A human fibroblast cell line was derived from a skin biopsy. To confirm cell identity, staining was performed for a fibroblast marker (SERPINH1, magenta), nuclear pore complexes (Nup153, yellow) and DNA (DAPI, blue).
"This experiment was designed to determine whether there are molecular signatures of aging across the entire range of the human life span," says co-senior author Saket Navlakha, an assistant professor in Salk's Integrative Biology Laboratory. "We want to develop algorithms that can predict healthy aging and non-healthy aging, and try to find the differences."
"The study provides a foundation for quantitatively addressing unresolved questions in human aging, such as the rate of aging during times of stress," says Prof. Martin Hetzer, co-senior author, as well as Salk's vice president and chief science officer.

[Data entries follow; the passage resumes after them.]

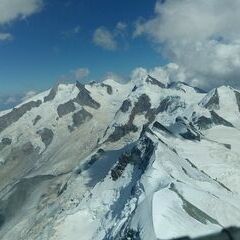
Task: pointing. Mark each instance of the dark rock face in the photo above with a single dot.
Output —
(36, 120)
(139, 158)
(108, 87)
(142, 105)
(121, 131)
(219, 120)
(204, 123)
(19, 198)
(213, 102)
(170, 103)
(125, 106)
(46, 136)
(52, 94)
(161, 127)
(13, 116)
(154, 81)
(84, 99)
(231, 233)
(5, 142)
(237, 94)
(80, 117)
(81, 87)
(22, 152)
(190, 135)
(66, 108)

The researchers focused on a type of skin cell called dermal fibroblasts, which generate connective tissue and help the skin to heal after injury. They chose this type of cell for two reasons: first, the cells are easy to obtain with a simple, non-invasive skin biopsy; second, earlier studies indicated that fibroblasts are likely to contain signatures of aging. This is because, unlike most types of cells that completely turn over every few weeks or months, a subset of these cells stays with us our entire lives.
The investigators analyzed fibroblasts taken from 133 healthy individuals ranging in age from 1 to 94. To get a representative sample, the team studied an average of 13 people for each decade of age. The lab cultured the cells to multiply, then used a method called RNA sequencing (RNA-Seq) to look for biomarkers in the cells that change as people get older. RNA-Seq uses deep-sequencing technologies to determine which genes are turned on in certain cells. Using custom machine-learning algorithms to sort the RNA-Seq data, the team found certain biomarkers indicating aging, and were able to predict a person's age with less than eight years error on average.
"We took a 'kitchen sink' approach with this project," says first author Jason Fleischer, a Salk postdoctoral fellow. "Rather than going into this research with an idea of what we wanted to find, we decided to look at the changes in expression of all the protein-coding genes and let the algorithms sort it out. We used what's called an ensemble machine-learning method to do this."
The analysis from the Salk team was different from earlier approaches taken by other labs to study biological aging. Most previous studies focused on changes at only a few DNA methylation sites, rather than looking at changes of expression on the whole genome. The dataset was also much larger than any research of this type that has ever been done before, because it included so many people representing a range of decades. The researchers have made the data public so that other investigators can use it.
To validate the algorithm, the team also used fibroblasts from 10 patients with progeria, a genetic disease characterized by accelerated aging. Based on analysis of the molecular signatures from these patients, who ranged in age from two to eight, the model predicted them to be about a decade older than their calendar age. "The fact that our system can predict this kind of aging shows that this model is starting to get at the true underpinnings of biological age," Fleischer says.